The Phase III DOAC studies have consistently shown that DOACs cause less intracranial and less life-threatening bleedings than warfarin, despite the absence of reversal strategies in these trials.2,3 Guidelines’ recommendations mostly drive the management of bleeding. The latest EHRA Practical Guide recommends a hospital-wide policy concerning bleeding control under DOAC, depending on the availability and indications of specific coagulation tests as well as of specific and nonspecific reversal agents and the clinical setting. For patients who undergo life-threatening bleeding, the EHRA Practical Guide suggests the administration of specific reversal agents as well as PCC or aPCC.7 The CHEST Guideline 20188 recommends using a DOAC-specific reversal agent or PCC if reversal agent not available for patients with severe or life-threatening bleeding.

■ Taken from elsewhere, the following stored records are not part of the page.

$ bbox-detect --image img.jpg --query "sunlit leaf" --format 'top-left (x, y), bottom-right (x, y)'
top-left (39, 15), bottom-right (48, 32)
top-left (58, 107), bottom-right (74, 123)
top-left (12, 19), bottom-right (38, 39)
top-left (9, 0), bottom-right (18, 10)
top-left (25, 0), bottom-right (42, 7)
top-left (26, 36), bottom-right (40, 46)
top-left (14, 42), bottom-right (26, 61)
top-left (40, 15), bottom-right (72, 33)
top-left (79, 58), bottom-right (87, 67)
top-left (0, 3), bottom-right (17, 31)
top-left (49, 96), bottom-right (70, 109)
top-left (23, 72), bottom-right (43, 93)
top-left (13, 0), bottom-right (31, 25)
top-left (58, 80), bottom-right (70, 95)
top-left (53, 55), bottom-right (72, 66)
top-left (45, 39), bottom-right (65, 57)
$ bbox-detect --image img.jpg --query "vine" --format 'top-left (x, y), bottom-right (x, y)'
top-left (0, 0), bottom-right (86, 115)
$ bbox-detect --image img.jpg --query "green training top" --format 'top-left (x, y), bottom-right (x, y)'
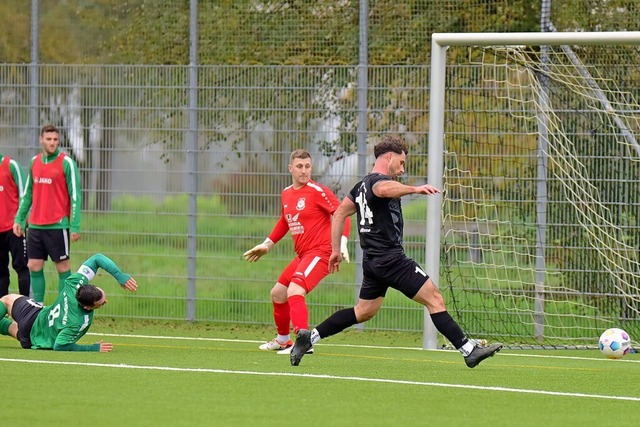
top-left (31, 254), bottom-right (131, 351)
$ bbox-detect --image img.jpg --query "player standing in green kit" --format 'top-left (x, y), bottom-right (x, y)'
top-left (13, 125), bottom-right (81, 303)
top-left (0, 254), bottom-right (138, 353)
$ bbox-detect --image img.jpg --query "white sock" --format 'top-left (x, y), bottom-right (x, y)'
top-left (276, 334), bottom-right (291, 344)
top-left (311, 328), bottom-right (322, 345)
top-left (458, 340), bottom-right (476, 357)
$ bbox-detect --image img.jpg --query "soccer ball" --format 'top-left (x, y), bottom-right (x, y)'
top-left (598, 328), bottom-right (631, 359)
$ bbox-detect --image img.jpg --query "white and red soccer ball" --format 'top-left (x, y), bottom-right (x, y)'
top-left (598, 328), bottom-right (631, 359)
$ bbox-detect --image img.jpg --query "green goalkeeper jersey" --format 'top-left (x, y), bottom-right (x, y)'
top-left (31, 254), bottom-right (131, 351)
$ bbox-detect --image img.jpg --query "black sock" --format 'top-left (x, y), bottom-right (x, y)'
top-left (316, 307), bottom-right (358, 338)
top-left (431, 311), bottom-right (469, 348)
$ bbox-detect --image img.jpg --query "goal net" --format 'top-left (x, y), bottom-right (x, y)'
top-left (427, 33), bottom-right (640, 348)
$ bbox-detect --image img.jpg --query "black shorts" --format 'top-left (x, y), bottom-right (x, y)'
top-left (360, 253), bottom-right (429, 300)
top-left (11, 297), bottom-right (42, 348)
top-left (27, 227), bottom-right (70, 262)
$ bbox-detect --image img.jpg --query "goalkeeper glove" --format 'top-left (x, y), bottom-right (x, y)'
top-left (340, 236), bottom-right (349, 264)
top-left (243, 237), bottom-right (274, 262)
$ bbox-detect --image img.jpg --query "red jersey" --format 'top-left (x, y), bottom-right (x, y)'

Specific reversal agents have been designed based on various rationale. Idarucizumab is a humanized monoclonal antibody that binds specifically dabigatran.4 While, andexanet alfa is a recombinant human factor Xa analog that competes with factor Xa to bind factor Xa inhibitors.5 Ciraparantag (PER 977), specific for factor Xa inhibitors is a small synthetic molecule that seems to have more generalized antagonistic effects.12 The last two antidotes are undergoing clinical testing. 4F-PCC, on the other hand already contains human factors II, VII, IX, and X that increase the concentration of vitamin K dependent coagulation factors above normal generating more factor Xa and thrombin that escapes from DOAC inhibition, resulting in increased feedback amplification of the coagulation processes.9

In a Phase I study in healthy volunteers, intravenous 4F-PCC dose-dependently reversed the effects of edoxaban 60 mg, and suggest that 4F-PCC represents a readily available option in cases where rapid reversal of edoxaban anticoagulation is essential. The double-blind, randomized, placebo-controlled, study determined the reversal effect of descending doses of 4F-PCC on bleeding duration and bleeding volume following edoxaban treatment. There was a dose-dependent reversal of the effects of edoxaban on bleeding duration, with complete reversal at 50 IU/kg.11 This information is relative to healthy subjects and it is not clear if it can be translated on elderly patients with ICH. Elderly patients often have coexisting characteristics like morbidities, frailty, polypharmacy, high bleeding and high thromboembolic risk and are therefore at a greater risk of hemodynamic imbalances.6,13

In this case, for example, the co-administration of edoxaban and citalopram might have been relevant. It is now recognized that patients on DOAC treatment are at increased risk of bleeding in case of concomitant use of SSRIs or SNRIs due to their reported effects on platelets.11

This case report confirms that 4F-PCC can be used to control effectively life-threatening endocranial bleeding in patients taking edoxaban. Such finding is clinically meaningful, given the antidote for factor Xa inhibitor is not marketed yet.

Disclosure

The author reports no conflicts of interest in this work.